The first semester of my freshman year at Rutgers, fall 1963, I joined the Rutgers Choir. I was soon in rehearsals for Brahms’ Schiksalslied (“Song of Destiny”) and Ein Deutsches Requiem (“A German Requiem”), two major pieces of choral and orchestral music. We were to perform in November at Carnegie Hall in New York, in New Brunswick, and in Philadelphia with the Philadelphia Orchestra with professional vocal soloists. Two days after our first performance at Philadelphia’s Academy of Music, something suddenly seemed amiss in the world. Everywhere people had their ears to radios and were talking in quiet tones: a social phenomenon that occurs during a crisis. I soon learned that President John F. Kennedy had just been assassinated.

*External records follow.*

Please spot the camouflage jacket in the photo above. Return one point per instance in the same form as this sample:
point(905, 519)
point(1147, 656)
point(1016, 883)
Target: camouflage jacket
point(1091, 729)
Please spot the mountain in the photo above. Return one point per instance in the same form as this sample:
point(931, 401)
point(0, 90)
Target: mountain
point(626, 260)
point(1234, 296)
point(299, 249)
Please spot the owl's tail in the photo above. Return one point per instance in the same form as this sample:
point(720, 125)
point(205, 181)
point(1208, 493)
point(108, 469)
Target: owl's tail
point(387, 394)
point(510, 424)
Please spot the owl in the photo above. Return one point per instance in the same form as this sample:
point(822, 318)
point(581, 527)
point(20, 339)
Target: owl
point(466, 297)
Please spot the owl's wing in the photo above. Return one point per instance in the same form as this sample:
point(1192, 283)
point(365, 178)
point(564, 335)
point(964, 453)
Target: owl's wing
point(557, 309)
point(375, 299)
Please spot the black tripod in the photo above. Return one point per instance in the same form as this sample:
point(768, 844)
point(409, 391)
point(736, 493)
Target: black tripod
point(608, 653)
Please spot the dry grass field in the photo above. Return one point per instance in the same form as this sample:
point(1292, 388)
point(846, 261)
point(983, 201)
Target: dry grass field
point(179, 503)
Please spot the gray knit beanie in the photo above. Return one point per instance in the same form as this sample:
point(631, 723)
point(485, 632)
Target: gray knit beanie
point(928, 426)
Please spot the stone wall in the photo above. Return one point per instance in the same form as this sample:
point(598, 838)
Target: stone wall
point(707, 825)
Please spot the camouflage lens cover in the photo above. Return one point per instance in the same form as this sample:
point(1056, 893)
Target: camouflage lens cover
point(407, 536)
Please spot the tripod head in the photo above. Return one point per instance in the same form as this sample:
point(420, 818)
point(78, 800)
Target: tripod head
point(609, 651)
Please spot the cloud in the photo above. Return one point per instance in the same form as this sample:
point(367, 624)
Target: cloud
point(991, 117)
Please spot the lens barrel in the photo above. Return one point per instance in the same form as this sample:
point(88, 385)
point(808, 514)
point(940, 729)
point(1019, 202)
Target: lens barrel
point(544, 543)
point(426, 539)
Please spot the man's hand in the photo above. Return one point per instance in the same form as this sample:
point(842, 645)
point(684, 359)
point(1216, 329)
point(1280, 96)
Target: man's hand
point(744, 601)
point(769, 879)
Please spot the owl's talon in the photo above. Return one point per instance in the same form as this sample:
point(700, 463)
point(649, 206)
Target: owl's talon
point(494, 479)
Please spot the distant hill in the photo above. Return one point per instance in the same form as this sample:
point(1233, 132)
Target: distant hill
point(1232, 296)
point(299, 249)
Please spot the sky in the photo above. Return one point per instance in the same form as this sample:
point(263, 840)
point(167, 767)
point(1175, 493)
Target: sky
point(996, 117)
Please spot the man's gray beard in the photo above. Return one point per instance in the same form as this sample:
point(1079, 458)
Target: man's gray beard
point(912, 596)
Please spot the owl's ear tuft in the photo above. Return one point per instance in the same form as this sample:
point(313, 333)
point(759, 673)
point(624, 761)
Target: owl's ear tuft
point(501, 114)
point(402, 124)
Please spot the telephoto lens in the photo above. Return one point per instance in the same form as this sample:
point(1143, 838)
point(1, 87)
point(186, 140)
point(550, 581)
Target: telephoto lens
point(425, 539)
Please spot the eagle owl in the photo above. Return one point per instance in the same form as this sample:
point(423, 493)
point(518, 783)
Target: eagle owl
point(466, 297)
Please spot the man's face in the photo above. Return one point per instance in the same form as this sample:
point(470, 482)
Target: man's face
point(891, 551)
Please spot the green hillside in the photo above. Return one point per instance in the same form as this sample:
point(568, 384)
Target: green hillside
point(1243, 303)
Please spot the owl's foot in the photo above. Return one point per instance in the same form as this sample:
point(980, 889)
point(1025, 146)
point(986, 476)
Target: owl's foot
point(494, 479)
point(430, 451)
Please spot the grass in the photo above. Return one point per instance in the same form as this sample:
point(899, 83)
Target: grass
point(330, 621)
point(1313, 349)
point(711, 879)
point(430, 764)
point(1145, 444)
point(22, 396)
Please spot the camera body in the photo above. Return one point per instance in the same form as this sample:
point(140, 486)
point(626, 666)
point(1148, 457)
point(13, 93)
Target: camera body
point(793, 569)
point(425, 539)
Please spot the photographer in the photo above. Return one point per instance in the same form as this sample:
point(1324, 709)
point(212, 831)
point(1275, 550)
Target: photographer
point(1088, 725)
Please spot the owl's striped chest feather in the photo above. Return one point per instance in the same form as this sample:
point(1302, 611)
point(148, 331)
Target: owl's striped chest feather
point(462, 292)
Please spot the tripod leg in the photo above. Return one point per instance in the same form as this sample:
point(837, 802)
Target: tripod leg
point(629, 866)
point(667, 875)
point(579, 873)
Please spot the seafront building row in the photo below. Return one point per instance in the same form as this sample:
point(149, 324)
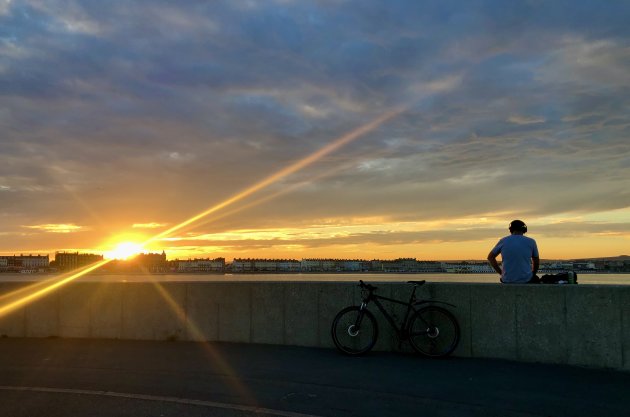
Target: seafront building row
point(157, 263)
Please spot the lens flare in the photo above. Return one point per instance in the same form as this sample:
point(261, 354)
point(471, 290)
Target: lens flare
point(10, 303)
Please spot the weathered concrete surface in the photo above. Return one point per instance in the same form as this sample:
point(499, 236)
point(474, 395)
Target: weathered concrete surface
point(583, 325)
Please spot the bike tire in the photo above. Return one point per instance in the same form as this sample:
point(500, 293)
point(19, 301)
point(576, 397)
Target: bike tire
point(347, 337)
point(434, 332)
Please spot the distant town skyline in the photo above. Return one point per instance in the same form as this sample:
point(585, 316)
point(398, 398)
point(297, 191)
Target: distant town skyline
point(282, 129)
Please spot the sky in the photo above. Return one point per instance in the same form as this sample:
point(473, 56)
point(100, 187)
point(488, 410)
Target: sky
point(444, 120)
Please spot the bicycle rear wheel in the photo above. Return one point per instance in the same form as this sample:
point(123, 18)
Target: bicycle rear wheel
point(434, 332)
point(354, 331)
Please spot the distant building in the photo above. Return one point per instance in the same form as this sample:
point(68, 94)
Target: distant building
point(265, 265)
point(201, 265)
point(149, 262)
point(66, 261)
point(24, 263)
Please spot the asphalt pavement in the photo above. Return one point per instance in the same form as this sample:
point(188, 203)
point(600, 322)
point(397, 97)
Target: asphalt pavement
point(85, 377)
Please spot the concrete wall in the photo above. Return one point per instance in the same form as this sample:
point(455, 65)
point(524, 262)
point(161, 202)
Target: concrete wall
point(578, 325)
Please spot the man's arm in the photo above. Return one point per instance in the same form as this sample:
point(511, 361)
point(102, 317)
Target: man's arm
point(492, 258)
point(536, 264)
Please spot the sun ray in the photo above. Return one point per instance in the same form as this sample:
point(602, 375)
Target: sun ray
point(297, 166)
point(36, 292)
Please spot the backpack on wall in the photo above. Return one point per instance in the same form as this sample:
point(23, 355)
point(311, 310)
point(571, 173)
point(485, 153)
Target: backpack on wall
point(569, 277)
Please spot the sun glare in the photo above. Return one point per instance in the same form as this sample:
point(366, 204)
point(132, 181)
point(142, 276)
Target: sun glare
point(124, 250)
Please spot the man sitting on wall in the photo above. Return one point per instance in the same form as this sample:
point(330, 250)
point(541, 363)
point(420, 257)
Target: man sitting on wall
point(519, 254)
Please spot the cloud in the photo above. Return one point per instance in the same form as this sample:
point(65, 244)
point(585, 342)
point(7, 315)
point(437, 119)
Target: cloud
point(57, 228)
point(120, 111)
point(525, 120)
point(148, 225)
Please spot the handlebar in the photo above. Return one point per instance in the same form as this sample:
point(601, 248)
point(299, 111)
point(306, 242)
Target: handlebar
point(366, 286)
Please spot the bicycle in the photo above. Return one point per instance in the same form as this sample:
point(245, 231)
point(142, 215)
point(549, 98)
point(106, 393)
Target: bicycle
point(431, 330)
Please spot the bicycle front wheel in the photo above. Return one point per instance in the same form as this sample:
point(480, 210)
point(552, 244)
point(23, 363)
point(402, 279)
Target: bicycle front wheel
point(354, 331)
point(434, 332)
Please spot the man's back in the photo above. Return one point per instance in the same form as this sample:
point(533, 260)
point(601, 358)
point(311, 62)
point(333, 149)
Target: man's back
point(516, 252)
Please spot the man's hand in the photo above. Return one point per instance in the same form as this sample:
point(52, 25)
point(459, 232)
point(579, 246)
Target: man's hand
point(492, 258)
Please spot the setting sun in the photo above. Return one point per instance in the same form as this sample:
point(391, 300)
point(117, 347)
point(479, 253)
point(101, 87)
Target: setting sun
point(124, 250)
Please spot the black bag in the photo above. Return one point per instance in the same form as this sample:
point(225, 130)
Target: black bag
point(561, 278)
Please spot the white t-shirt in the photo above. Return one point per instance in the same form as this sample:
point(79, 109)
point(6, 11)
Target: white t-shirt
point(516, 254)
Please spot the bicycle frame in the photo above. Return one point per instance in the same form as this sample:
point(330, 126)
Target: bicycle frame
point(411, 307)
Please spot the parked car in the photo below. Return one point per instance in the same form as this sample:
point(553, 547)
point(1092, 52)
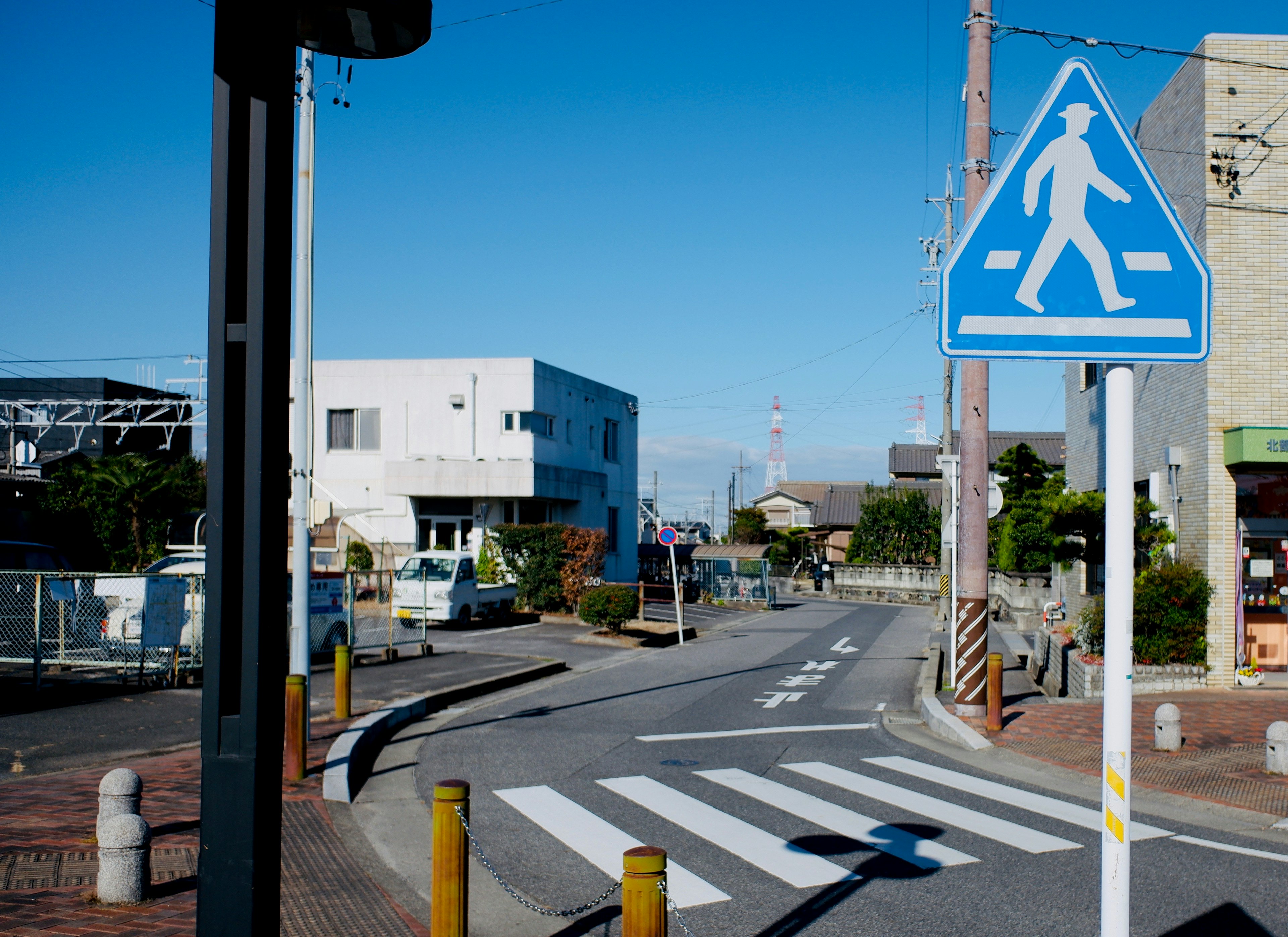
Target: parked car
point(442, 586)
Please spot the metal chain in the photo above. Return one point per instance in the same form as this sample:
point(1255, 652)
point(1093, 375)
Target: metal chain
point(539, 909)
point(661, 887)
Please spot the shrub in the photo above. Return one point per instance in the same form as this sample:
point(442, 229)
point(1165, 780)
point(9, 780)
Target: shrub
point(535, 555)
point(1169, 617)
point(357, 556)
point(608, 606)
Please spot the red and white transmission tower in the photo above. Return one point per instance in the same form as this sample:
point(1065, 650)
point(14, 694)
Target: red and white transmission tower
point(777, 468)
point(918, 419)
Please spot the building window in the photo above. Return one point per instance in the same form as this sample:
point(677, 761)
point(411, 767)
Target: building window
point(611, 440)
point(354, 430)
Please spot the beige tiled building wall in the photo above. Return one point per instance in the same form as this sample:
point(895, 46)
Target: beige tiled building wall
point(1205, 109)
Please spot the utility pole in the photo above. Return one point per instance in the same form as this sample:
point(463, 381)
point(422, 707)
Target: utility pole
point(946, 441)
point(302, 560)
point(972, 626)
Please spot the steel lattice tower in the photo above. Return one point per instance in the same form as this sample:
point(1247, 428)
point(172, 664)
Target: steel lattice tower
point(777, 468)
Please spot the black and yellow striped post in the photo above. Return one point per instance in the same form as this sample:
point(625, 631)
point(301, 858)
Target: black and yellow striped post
point(643, 903)
point(449, 880)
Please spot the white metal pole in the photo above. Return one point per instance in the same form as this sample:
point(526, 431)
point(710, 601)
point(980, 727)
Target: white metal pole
point(301, 555)
point(676, 582)
point(1116, 762)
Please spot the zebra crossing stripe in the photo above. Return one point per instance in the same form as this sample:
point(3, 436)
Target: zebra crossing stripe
point(1037, 803)
point(779, 857)
point(982, 824)
point(599, 842)
point(924, 854)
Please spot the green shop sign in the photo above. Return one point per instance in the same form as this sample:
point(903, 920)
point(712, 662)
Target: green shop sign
point(1255, 447)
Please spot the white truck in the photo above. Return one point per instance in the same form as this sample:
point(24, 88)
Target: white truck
point(442, 586)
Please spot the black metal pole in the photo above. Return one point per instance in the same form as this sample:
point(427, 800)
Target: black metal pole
point(245, 631)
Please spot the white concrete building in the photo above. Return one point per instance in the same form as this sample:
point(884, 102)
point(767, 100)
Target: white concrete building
point(415, 454)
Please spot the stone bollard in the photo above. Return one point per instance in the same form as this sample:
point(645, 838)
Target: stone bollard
point(124, 859)
point(1167, 729)
point(120, 792)
point(1277, 748)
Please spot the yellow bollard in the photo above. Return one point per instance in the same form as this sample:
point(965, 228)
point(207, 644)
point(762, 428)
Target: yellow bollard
point(449, 883)
point(343, 682)
point(297, 730)
point(643, 904)
point(994, 695)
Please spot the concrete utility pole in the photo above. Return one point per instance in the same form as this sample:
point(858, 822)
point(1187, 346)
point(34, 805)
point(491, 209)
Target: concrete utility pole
point(302, 561)
point(946, 443)
point(972, 626)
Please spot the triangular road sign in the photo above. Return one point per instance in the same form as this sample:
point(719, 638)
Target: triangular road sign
point(1076, 254)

The world was transformed; everything was now different.
That evening, a call came, asking if I could board a charter bus the next morning to the Academy of Music in Philadelphia with the other choir members. We were to make a professional recording of both works, to be played at the televised funerary proceedings during the following days, which all the world would be watching. The choir, orchestra and soloists arrived. We recorded the powerful pieces, emotions painfully enhanced by the circumstances. I was intensely focused on my vocal part to the end, as is standard for any serious musician. But when I looked up at the end, I saw people weeping. The emotion and historicity of the situation landed heavily on my consciousness, and only then the tears came to my eyes, not only for the murdered man, not only for an assassinated President, but for all of us and our broken world, where people do such terrible things to each other, for that is what truly brought on the tears: for you and for me and for people everywhere. The following performances at Rutgers and Carnegie Hall were dedicated to Kennedy and were performed with no applause at Carnegie Hall, at the request of the conductor, or at Rutgers, at the request of Rutgers President Mason Gross, who opened the evening with a reading of the words from the Bible with which the Requiem begins: “Blessed are they that mourn, for they shall be comforted.” The solemnity of the final chords of that powerful work, to silence from the hundreds of audience members at Rutgers and to almost 3000 in New York was stunning and overwhelming for everyone experiencing this shared experience. The reviews in the New York Times and other papers reflected the intensity of one-ness that we felt as musicians and audience members. The experience for a young man just out of high school was beyond words. The world watched the proceedings during the following days and heard us perform.
Years later, in New Brunswick meeting for worship, words from the Requiem, “Wie lieblich sind deine Wohnungen, Herr Zebaoth” suddenly came to my mind. It occurred to me that the usual translation, “How lovely is your dwelling place, o Lord,” was wrong! It was plural in German: “How lovely are your dwelling places.” In contemplation of that difference, I realized that traditional Friends do not hold any person, place or thing to be any more or less sacred than any other. We gather in simple meetinghouses without icons, not churches. We have no exalted members or leaders; we are all ministers to each other and to the world at large. I soon stood to share a message about the unity of shared experiences, of the sacredness of unity of all people, brought to me that morning from a universal experience in the language of music from decades past. And I reflect as I write how it applies very much in today’s world.